Dans un rapport publié mercredi 12 février, Amnesty International dénonce les attaques de grande ampleur menées en Centrafrique contre des civils musulmans par les milices anti-balaka. L’ONG fait également état de l’échec des forces internationales à faire cesser ces exactions qui menacent la stabilité du pays et de la région.

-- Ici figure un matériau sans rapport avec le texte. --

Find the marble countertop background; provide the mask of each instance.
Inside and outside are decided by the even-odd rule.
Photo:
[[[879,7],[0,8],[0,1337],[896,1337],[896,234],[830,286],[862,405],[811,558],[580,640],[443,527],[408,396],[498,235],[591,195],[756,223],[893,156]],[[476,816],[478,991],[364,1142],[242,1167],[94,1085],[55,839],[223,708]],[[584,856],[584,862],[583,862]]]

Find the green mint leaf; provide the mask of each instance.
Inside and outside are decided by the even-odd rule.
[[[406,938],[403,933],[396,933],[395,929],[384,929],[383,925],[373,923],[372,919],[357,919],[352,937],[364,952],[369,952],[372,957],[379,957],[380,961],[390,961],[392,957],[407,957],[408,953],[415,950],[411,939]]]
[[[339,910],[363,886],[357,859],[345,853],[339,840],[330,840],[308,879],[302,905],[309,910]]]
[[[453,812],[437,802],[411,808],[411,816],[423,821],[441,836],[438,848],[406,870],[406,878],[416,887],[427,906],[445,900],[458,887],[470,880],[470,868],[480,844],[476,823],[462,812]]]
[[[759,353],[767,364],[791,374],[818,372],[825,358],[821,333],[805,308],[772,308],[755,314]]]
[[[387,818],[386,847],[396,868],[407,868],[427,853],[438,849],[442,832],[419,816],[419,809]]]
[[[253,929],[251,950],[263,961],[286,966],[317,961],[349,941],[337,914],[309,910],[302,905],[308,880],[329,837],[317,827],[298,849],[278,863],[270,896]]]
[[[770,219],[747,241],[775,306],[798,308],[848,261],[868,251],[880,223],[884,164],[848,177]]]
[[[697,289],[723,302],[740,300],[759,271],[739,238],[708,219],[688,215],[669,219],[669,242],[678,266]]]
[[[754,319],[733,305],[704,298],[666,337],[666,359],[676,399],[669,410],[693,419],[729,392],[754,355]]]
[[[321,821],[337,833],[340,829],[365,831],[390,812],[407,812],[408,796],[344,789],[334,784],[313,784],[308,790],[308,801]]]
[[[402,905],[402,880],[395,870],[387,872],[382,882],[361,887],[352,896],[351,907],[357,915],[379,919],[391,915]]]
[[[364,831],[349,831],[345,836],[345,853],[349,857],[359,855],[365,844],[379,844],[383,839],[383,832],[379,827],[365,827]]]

Explications avec Geneviève Garrigos, présidente d’Amnesty France.

MORT TUERIE DECES MANIFESTANT SERVAL SANGARIS BANGUI CENTRAFRIQUE

JOL Press : Pourquoi les musulmans sont-ils la cible des milices anti-balaka ?

Geneviève Garrigos : Tout est parti de la Séléka, coalition constituée en août 2012 par des groupements armés opposés à l’ancien président François Bozizé, et composée en majorité par des musulmans. Après que les rebelles de la Séléka, à l’origine menés par Michel Djotodia, ont pris Bangui au printemps 2013, ils ont commis des exactions contre les chrétiens, malgré la dissolution de la coalition par Djotodia. C’est dans un désir de vengeance que les milices anti-balaka, milices d’auto-défense à majorité chrétienne, s’en sont donc pris aux musulmans. Les autorités religieuses, qu’elles soient chrétiennes ou musulmanes, ont pour leur part toujours appelé à la réconciliation et à la fin des violences.

JOL Press : Le « nettoyage ethnique » frappe-t-il seulement les musulmans ?

Geneviève Garrigos : À l’heure actuelle, ce sont plutôt les musulmans qui sont touchés. Depuis décembre 2012, il y a eu trois phrases : le début de l’attaque de la Séléka qui est arrivée au printemps à Bangui, a pris le pouvoir et a commis de nombreuses violations. Il y a ensuite eu l’arrivée des forces françaises et de la Misca (la force africaine en Centrafrique) en décembre 2013 après la résolution du conseil de l’ONU. Les rebelles de la Séléka se sont enfin complètement retirés depuis le départ de Michel Djotodia et l’arrivée de la présidente de transition en janvier 2014. Dans leur retrait, ils ont cependant continué à commettre des massacres, à brûler des villages et à attaquer des chrétiens.

Dans l’ouest et le nord-ouest du pays, où les membres de la Séléka étaient très implantés, ce sont les anti-balaka, les milices à majorité chrétienne, qui les ont remplacés, ont occupé l’espace vide – de pouvoir – et ont décidé de faire partir tous les musulmans. C’est là qu’a commencé le nettoyage ethnique, c’est-à-dire la volonté de les faire partir ou de les tuer pour faire partir les autres. Au moment où Michel Djotodia a quitté la présidence, le 10 janvier, plus de 900 000 personnes avaient déjà fui de chez elles, soit près de 20% de la population centrafricaine.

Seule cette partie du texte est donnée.